Pair of Super-Earths Have 1,000-Mile-Deep Oceans
In the 1995 post-apocalyptic action film "Waterworld" Earth's polar ice caps have completely melted, and the sea level has risen to over 5 miles, covering nearly all of the land. Astronomers have uncovered a pair of planets that are true "water worlds," unlike any planet found in our solar system.
Slightly larger than Earth, they don't have the density of rock. And yet, they are denser than the gas-giant outer planets orbiting our Sun. So, what are they made of? The best answer is that these exoplanets have global oceans at least 500 times deeper than the average depth of Earth's oceans, which simply are a wet veneer on a rocky ball.
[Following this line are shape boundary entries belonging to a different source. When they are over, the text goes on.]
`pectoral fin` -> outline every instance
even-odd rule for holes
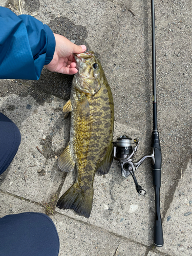
[[[68,172],[73,170],[74,168],[75,162],[69,144],[58,158],[58,166],[62,172]]]
[[[67,117],[69,116],[69,114],[72,111],[72,107],[71,105],[71,100],[69,99],[67,102],[65,104],[62,111],[64,113],[64,117],[65,118],[67,118]]]
[[[88,100],[86,96],[79,102],[79,115],[82,118],[89,118],[90,110]]]
[[[99,174],[103,175],[108,173],[113,159],[113,143],[111,143],[104,159],[100,163],[97,170],[97,172]]]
The soggy worlds orbit the red dwarf star Kepler-138, located 218 light-years away in the constellation Lyra. The planets were found in 2014 with NASA's Kepler Space Observatory. Follow-up observations with the Spitzer and Hubble space telescopes found that the planets must be composed largely of water. The spectral signature of water wasn't directly observed. But this conclusion is based on their density, which is calculated from comparing their size and mass.
Don't expect to find fish in the global oceans. They are probably too warm and under very high pressure, and so there's no such thing as a discrete boundary between the ocean surface and planet atmosphere.